Consider the integral $$I_1=\displaystyle \int_0^\tau \frac{dx(t)}{dt} dt$$ that contains the derivative $$\dot{x}$$.

Because $$\dot{x}$$ is not inside a non linear expression, one calculates that it equals $$\displaystyle \int_{x(0)}^{x(\tau)} dx(t) = x(\tau)-x(0)$$.

But how can one calculate an integral such as $$I_2=\displaystyle \int_0^\tau \sqrt{\frac{dx(t)}{dt}} dt$$? I tried partial integration, but this does not work.

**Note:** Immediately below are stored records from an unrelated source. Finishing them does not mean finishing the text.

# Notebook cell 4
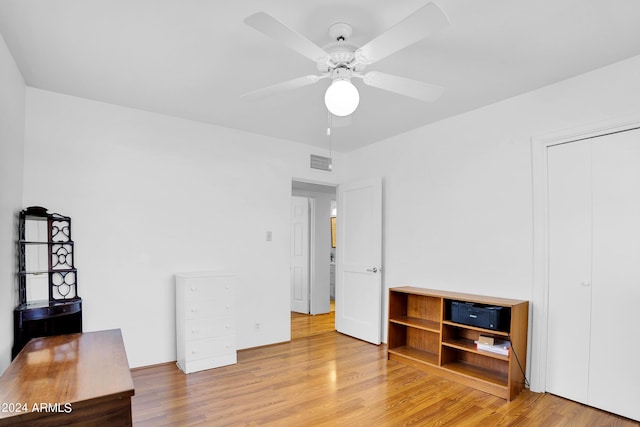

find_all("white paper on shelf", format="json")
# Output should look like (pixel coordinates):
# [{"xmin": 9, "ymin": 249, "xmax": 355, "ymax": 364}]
[{"xmin": 475, "ymin": 339, "xmax": 511, "ymax": 356}]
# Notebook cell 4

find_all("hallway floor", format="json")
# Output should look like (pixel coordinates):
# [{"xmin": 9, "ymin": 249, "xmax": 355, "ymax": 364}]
[{"xmin": 290, "ymin": 300, "xmax": 335, "ymax": 340}]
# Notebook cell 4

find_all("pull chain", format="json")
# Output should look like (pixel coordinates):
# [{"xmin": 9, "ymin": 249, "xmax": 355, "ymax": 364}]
[{"xmin": 327, "ymin": 111, "xmax": 333, "ymax": 171}]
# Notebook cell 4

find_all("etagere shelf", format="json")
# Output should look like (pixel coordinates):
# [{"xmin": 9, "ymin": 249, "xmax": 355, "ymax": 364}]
[
  {"xmin": 12, "ymin": 206, "xmax": 82, "ymax": 359},
  {"xmin": 387, "ymin": 286, "xmax": 528, "ymax": 400}
]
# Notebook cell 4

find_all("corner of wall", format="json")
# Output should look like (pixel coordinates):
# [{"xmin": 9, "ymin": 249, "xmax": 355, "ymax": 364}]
[{"xmin": 0, "ymin": 31, "xmax": 26, "ymax": 373}]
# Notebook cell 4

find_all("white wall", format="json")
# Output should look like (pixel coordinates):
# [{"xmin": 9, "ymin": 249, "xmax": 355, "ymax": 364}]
[
  {"xmin": 0, "ymin": 33, "xmax": 25, "ymax": 373},
  {"xmin": 23, "ymin": 88, "xmax": 344, "ymax": 368},
  {"xmin": 345, "ymin": 54, "xmax": 640, "ymax": 388}
]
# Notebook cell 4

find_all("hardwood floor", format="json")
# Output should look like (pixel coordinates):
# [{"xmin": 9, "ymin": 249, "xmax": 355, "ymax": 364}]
[
  {"xmin": 290, "ymin": 303, "xmax": 335, "ymax": 340},
  {"xmin": 131, "ymin": 331, "xmax": 638, "ymax": 426}
]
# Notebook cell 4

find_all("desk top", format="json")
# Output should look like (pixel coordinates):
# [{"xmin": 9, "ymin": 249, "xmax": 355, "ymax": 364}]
[{"xmin": 0, "ymin": 329, "xmax": 134, "ymax": 422}]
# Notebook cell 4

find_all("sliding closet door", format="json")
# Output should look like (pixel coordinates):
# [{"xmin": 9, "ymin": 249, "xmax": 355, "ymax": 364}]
[
  {"xmin": 546, "ymin": 141, "xmax": 592, "ymax": 404},
  {"xmin": 588, "ymin": 131, "xmax": 640, "ymax": 421}
]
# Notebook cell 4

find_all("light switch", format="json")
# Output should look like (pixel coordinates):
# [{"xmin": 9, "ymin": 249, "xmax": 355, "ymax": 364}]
[{"xmin": 266, "ymin": 231, "xmax": 272, "ymax": 241}]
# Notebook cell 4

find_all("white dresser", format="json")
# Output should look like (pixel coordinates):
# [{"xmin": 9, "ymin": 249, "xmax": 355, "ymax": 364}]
[{"xmin": 175, "ymin": 271, "xmax": 236, "ymax": 374}]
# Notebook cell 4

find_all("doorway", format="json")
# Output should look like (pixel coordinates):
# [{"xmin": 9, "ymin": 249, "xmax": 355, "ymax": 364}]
[
  {"xmin": 290, "ymin": 196, "xmax": 311, "ymax": 314},
  {"xmin": 291, "ymin": 181, "xmax": 337, "ymax": 337}
]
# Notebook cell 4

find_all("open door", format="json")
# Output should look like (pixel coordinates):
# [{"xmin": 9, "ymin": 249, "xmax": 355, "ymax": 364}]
[
  {"xmin": 335, "ymin": 179, "xmax": 383, "ymax": 344},
  {"xmin": 290, "ymin": 196, "xmax": 310, "ymax": 314}
]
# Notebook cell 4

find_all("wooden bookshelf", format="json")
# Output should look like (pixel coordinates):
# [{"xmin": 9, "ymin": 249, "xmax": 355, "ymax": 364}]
[{"xmin": 387, "ymin": 286, "xmax": 528, "ymax": 400}]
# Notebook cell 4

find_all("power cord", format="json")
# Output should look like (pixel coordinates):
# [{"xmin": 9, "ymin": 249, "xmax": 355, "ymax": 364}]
[{"xmin": 508, "ymin": 333, "xmax": 530, "ymax": 388}]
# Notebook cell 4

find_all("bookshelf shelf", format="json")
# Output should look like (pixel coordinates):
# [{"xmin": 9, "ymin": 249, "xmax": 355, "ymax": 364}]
[
  {"xmin": 389, "ymin": 316, "xmax": 440, "ymax": 333},
  {"xmin": 388, "ymin": 346, "xmax": 439, "ymax": 366},
  {"xmin": 442, "ymin": 361, "xmax": 508, "ymax": 387},
  {"xmin": 441, "ymin": 320, "xmax": 510, "ymax": 337}
]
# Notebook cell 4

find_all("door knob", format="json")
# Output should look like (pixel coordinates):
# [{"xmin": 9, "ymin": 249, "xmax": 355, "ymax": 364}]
[{"xmin": 366, "ymin": 267, "xmax": 378, "ymax": 273}]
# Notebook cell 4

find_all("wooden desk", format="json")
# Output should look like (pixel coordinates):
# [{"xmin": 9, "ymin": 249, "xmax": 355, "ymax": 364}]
[{"xmin": 0, "ymin": 329, "xmax": 135, "ymax": 426}]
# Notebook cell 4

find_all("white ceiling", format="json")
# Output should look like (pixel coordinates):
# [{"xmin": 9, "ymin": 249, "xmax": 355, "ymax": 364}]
[{"xmin": 1, "ymin": 1, "xmax": 640, "ymax": 152}]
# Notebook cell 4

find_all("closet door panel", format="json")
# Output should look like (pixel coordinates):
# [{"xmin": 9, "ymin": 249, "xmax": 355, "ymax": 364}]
[
  {"xmin": 545, "ymin": 141, "xmax": 592, "ymax": 403},
  {"xmin": 589, "ymin": 131, "xmax": 640, "ymax": 421}
]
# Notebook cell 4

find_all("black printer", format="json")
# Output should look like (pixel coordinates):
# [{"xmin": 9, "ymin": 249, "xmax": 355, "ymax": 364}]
[{"xmin": 450, "ymin": 300, "xmax": 509, "ymax": 331}]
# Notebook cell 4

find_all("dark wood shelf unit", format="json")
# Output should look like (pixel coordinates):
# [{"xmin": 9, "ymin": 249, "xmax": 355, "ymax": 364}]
[
  {"xmin": 387, "ymin": 286, "xmax": 528, "ymax": 400},
  {"xmin": 12, "ymin": 206, "xmax": 82, "ymax": 359}
]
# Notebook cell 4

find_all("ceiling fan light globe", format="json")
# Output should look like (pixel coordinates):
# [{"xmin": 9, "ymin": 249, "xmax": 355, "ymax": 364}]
[{"xmin": 324, "ymin": 79, "xmax": 359, "ymax": 116}]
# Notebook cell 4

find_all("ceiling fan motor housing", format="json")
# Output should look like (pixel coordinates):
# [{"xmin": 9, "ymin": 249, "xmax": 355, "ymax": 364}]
[
  {"xmin": 316, "ymin": 22, "xmax": 366, "ymax": 72},
  {"xmin": 330, "ymin": 66, "xmax": 353, "ymax": 81},
  {"xmin": 318, "ymin": 44, "xmax": 361, "ymax": 71}
]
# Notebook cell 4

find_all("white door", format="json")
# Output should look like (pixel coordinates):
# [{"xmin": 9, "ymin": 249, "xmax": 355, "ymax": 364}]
[
  {"xmin": 291, "ymin": 196, "xmax": 310, "ymax": 314},
  {"xmin": 335, "ymin": 179, "xmax": 382, "ymax": 344},
  {"xmin": 546, "ymin": 140, "xmax": 592, "ymax": 403},
  {"xmin": 588, "ymin": 131, "xmax": 640, "ymax": 421},
  {"xmin": 546, "ymin": 129, "xmax": 640, "ymax": 421}
]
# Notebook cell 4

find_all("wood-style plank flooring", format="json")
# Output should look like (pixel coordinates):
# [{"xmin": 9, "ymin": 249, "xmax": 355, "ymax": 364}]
[
  {"xmin": 131, "ymin": 328, "xmax": 637, "ymax": 426},
  {"xmin": 290, "ymin": 303, "xmax": 335, "ymax": 340}
]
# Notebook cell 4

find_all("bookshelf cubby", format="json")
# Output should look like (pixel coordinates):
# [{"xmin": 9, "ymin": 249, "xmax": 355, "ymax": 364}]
[{"xmin": 387, "ymin": 286, "xmax": 529, "ymax": 400}]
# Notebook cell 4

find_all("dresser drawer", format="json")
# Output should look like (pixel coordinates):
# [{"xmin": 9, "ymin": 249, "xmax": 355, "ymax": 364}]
[
  {"xmin": 184, "ymin": 317, "xmax": 235, "ymax": 341},
  {"xmin": 184, "ymin": 298, "xmax": 234, "ymax": 320},
  {"xmin": 183, "ymin": 277, "xmax": 233, "ymax": 303},
  {"xmin": 185, "ymin": 336, "xmax": 235, "ymax": 362}
]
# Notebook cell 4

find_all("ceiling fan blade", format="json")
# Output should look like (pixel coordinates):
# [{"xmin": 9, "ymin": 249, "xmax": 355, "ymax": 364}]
[
  {"xmin": 361, "ymin": 71, "xmax": 444, "ymax": 102},
  {"xmin": 244, "ymin": 12, "xmax": 329, "ymax": 63},
  {"xmin": 241, "ymin": 75, "xmax": 322, "ymax": 100},
  {"xmin": 355, "ymin": 2, "xmax": 449, "ymax": 65}
]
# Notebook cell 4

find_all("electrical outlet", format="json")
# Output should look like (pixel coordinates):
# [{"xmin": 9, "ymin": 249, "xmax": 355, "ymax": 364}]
[
  {"xmin": 255, "ymin": 322, "xmax": 261, "ymax": 331},
  {"xmin": 266, "ymin": 231, "xmax": 272, "ymax": 241}
]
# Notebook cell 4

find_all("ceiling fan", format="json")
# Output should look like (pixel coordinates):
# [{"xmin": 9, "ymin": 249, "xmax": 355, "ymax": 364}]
[{"xmin": 242, "ymin": 2, "xmax": 450, "ymax": 117}]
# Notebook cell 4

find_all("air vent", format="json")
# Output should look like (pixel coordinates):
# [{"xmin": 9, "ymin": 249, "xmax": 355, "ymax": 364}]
[{"xmin": 310, "ymin": 154, "xmax": 332, "ymax": 172}]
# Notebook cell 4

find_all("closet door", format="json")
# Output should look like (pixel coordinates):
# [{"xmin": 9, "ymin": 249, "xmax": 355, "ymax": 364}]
[
  {"xmin": 545, "ymin": 141, "xmax": 592, "ymax": 404},
  {"xmin": 588, "ymin": 131, "xmax": 640, "ymax": 421},
  {"xmin": 546, "ymin": 128, "xmax": 640, "ymax": 422}
]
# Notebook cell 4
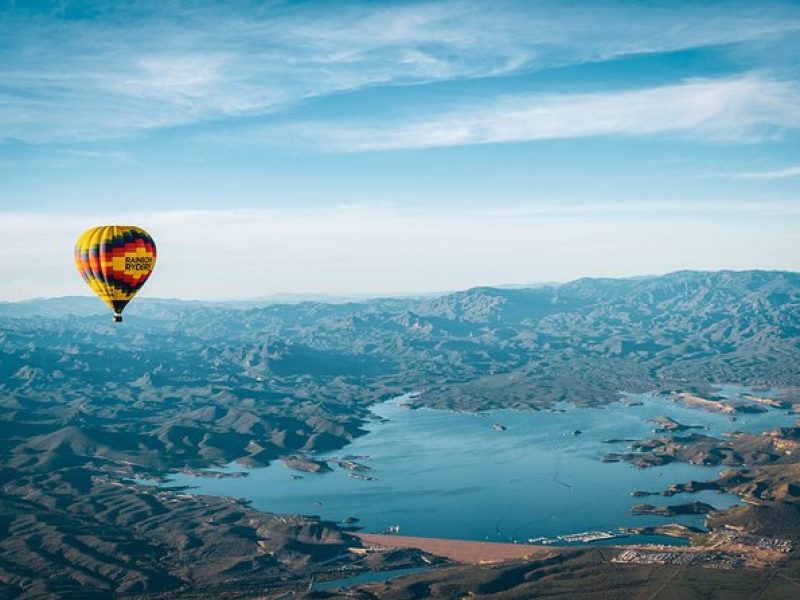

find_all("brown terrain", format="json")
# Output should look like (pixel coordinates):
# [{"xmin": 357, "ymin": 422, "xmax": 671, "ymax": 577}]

There is no useful general formula. It depends on the function $$x$$ and can depend on the number $$\tau$$ as to how nice an answer can be found.
For example, if $$x(t)=t-\dfrac{t^3}3$$ (so $$x'(t)=1-t^2$$) and $$\tau=1$$, then $$\int_0^\tau\sqrt{x'(t)}\,\mathrm dt=\dfrac{\pi}4$$ since it's the area of one quarter of a unit circle. And a formula isn't too bad for other values of $$\tau$$ in $$[-1,1]$$.
But if $$x(t)=(t+1)\ln(t+1)-t$$ then $$x'(t)=\ln(t+1)$$ and even $$\tau=1$$ gives you an integral that you can't write down with elementary functions (maybe not even common non-elementary functions like $$\Gamma$$ (see Gamma function).